На безногого я старался не смотреть, мне было не по себе от его укороченного наполовину туловища. Он сидел на каком-то тряпичном сиденье, как в гнезде. Тележка была пристегнута к обрубленному и когда-то, видать, сильному телу ремнями, как портупеей — крест-накрест. От движения поезда и тряски инвалид все время дергался вместе со своей тележкой, ездил возле печки, пока не установил тележку поперек движения вагона. У него были истощенно-бледные и обметанные жестким черным волосом щеки. Пронзительно-светлые глаза его жили отдельно от задубевшего на морозе лица. Глаза торчали, будто сучки, и я все время напарывался на них. Руки его были широкими и как из чугуна литыми, и держал он в них выструганные чурбачки, чтобы опираться при передвижении.
— Почему я думаю, что ты мешочник, объясню, — не предвещающим добра голосом сказал безногий.
— Объясни, — с затаенной тревогой хмыкнул дед.
— Во-первых, вон какой «сидор». Чем он у тебя набит? — Инвалид пристально воззрился на старика.
— Не твое дело. Ты чо — прокурор?
— Во-от, значит, и прокурор тебе знаком, — довольно, почти ласково усмехнулся безногий. — Во-вторых, одет как мироед. Никакой мороз не прошибет. Одежа-то новая.
— Како — «новая»! Ремки да заплатки. — Дед просунул палец в прогорелую дырку на борчатке. — И тут барахлишко всяко, — кивнул он на мешок.
«И чего он к нему придирается? — подумал я про инвалида. — Пересобачились уже. Ехали бы тихо-мирно. Нет, надо вот ему!» Инвалид все больше и больше становился не по сердцу мне.
— Это тебя случайно прожгло, — не унимался безногий. — В-третьих, ты вот сел возле огня, расшиперился, в себя тепло хапаешь, а за тобой раненый лежит. Ему тепло нужнее, чем тебе.
— Иде ранетый? — удивился дед.
— «Иде»! За тобой! Разуй зенки-то: — прикрикнул безногий.
Старик обернулся, уставился на Вальку. Отодвинулся от печки.
— Спаси Христос, — просипел он. — Не приметил. Думал, парень с девкой едут — и все.
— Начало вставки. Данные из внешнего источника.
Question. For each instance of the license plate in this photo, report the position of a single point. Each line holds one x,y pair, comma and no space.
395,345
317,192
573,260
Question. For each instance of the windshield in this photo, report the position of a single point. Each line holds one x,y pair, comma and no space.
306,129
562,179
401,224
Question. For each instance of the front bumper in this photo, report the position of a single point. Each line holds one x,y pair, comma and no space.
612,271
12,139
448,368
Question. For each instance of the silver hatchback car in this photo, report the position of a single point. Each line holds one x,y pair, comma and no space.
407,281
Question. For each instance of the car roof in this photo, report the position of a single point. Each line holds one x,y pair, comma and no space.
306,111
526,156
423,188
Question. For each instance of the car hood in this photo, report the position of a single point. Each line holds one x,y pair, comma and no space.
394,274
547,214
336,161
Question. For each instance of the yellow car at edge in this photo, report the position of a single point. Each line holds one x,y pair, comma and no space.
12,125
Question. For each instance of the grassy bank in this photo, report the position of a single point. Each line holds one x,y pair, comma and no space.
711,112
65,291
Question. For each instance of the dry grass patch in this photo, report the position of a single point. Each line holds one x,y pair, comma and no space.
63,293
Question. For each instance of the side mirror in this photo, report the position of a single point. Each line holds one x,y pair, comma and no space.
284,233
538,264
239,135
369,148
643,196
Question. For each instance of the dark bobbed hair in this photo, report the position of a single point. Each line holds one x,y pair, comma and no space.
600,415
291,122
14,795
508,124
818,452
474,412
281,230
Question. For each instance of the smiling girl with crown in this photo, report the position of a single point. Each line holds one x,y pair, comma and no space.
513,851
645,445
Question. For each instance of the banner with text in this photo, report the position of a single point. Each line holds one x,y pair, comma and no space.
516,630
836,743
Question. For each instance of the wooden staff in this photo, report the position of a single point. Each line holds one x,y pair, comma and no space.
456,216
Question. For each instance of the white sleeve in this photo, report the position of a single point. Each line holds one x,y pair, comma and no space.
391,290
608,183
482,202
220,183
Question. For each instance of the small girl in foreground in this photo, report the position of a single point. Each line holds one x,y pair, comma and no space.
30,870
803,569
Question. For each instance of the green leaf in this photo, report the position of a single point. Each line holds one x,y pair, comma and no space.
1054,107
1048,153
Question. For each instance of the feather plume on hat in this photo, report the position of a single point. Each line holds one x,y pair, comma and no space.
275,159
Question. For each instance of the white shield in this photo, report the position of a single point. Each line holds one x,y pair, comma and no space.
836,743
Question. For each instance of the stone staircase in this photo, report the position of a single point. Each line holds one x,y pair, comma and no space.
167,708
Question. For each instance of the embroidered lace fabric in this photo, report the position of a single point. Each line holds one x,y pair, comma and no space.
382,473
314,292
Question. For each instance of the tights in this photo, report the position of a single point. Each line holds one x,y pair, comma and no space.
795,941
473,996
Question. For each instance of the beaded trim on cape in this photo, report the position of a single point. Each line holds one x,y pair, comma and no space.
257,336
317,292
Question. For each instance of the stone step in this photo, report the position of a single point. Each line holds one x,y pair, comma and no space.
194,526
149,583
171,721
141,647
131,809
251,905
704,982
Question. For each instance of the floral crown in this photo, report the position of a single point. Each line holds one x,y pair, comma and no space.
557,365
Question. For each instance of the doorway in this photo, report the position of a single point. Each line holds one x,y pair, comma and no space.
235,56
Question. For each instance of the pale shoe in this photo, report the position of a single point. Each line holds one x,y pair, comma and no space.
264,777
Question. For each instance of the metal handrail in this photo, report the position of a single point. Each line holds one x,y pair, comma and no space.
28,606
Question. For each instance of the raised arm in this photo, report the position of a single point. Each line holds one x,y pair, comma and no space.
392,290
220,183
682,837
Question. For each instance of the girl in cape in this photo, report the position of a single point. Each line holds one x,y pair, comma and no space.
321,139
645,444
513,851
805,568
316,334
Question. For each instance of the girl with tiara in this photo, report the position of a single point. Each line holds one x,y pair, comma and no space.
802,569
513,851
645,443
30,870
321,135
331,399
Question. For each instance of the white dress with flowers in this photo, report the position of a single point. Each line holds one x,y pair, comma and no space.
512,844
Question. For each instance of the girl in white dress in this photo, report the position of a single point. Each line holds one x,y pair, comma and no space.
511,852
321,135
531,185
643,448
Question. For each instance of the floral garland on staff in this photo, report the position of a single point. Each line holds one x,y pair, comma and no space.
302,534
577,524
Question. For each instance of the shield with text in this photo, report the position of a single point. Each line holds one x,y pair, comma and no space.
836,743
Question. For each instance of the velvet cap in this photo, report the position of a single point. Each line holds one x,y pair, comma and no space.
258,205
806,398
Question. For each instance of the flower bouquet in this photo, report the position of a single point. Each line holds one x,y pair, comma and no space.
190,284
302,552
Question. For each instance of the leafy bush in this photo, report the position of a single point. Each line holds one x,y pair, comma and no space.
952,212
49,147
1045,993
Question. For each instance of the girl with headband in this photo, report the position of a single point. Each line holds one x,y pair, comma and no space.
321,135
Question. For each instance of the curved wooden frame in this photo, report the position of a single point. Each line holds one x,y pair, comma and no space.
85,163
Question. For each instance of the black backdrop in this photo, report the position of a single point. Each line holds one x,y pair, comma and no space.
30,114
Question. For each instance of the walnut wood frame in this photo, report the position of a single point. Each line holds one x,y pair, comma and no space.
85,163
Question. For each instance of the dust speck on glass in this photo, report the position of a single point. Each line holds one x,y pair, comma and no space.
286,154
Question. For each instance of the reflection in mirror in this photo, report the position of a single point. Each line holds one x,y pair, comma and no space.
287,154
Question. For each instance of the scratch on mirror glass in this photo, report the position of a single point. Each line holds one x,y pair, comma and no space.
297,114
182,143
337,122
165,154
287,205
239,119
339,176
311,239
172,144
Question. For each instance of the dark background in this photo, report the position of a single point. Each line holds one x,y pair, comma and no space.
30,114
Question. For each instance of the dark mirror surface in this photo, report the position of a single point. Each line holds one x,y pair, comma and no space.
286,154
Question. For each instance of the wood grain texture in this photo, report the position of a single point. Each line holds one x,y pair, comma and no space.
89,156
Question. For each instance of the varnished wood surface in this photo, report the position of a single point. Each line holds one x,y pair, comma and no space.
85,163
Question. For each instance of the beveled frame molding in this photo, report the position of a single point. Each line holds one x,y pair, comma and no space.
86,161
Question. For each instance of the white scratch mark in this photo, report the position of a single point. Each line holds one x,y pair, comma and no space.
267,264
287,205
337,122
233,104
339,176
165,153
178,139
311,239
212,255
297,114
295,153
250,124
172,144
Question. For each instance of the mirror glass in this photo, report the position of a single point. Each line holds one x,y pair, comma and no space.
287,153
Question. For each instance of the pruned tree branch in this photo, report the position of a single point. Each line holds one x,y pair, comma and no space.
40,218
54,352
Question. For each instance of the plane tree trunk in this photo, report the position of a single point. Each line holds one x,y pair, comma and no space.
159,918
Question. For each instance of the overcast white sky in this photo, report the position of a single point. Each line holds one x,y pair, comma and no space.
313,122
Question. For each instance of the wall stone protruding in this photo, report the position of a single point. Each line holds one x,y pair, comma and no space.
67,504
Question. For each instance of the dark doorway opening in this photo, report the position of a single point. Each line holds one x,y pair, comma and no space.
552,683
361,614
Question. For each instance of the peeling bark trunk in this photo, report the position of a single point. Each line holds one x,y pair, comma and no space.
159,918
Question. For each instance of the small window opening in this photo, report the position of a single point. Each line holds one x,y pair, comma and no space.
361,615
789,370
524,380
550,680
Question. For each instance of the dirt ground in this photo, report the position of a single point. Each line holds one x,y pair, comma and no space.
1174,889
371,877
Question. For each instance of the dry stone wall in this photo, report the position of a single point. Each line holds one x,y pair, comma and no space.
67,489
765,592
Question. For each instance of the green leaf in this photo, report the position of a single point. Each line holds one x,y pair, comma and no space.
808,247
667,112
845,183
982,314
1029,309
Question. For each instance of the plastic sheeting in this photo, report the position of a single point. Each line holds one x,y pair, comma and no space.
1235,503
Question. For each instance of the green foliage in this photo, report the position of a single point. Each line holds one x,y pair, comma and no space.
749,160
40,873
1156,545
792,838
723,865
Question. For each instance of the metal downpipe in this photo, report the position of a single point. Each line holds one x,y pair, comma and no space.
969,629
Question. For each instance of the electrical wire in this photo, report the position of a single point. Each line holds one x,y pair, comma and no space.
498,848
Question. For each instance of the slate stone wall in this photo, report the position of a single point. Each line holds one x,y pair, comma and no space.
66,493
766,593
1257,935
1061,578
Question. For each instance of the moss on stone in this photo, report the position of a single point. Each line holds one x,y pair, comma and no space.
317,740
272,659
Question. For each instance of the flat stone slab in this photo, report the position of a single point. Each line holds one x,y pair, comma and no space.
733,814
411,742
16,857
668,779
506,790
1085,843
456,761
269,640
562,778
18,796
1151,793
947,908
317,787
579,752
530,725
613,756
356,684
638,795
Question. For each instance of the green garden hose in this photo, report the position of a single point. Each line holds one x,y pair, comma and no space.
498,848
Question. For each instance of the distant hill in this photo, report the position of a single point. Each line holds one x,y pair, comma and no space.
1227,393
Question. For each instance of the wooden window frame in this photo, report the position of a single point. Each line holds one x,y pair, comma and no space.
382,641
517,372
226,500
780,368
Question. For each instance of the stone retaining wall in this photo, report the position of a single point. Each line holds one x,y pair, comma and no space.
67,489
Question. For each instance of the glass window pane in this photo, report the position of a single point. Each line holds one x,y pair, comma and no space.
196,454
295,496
— Парень с девкой! — недовольно повторил безногий. — Потому и не приметил, что тебе своя шкура дороже.
Я тоже удивился: как это дед не видел Вальку? Мы с безногим даже говорили о Вальке. Глухой дед-то, поди.
— Хватит вам страмиться, дяденьки, — подала голос все время молчавшая Катя. — Чего вы делите-то!
— Спасибо, дочка, на добром слове, — ласково откликнулся дед. — Дай-то бог тебе жениха хорошего.
Я почему-то покраснел от этих слов. Я еще ощущал вкус Катиных губ, руки мои хранили память потаенного девичьего тепла.
Мы встретились глазами, и нежное, будто молоком омытое, Катино лицо смущенно вспыхнуло, а меня в жар кинуло — я вспомнил ее близкое дыхание, торопливый шепот и стук сердца, будто у пойманного воробышка. И мне захотелось остаться с ней в вагоне вдвоем, без этих вот попутчиков. Кто звал их сюда в гости! Залезли нахрапом да еще в лаются!
— Ладно, тихо так тихо, — остывая от гнева, сказал безногий, окинул нас с Катей сожалеюще-насмешливым взглядом и уставился на огонь в печке, отрешился от всего, но глубокая морщина поперек лба никак не разглаживалась, и хмурая задумчивость не покидала лица.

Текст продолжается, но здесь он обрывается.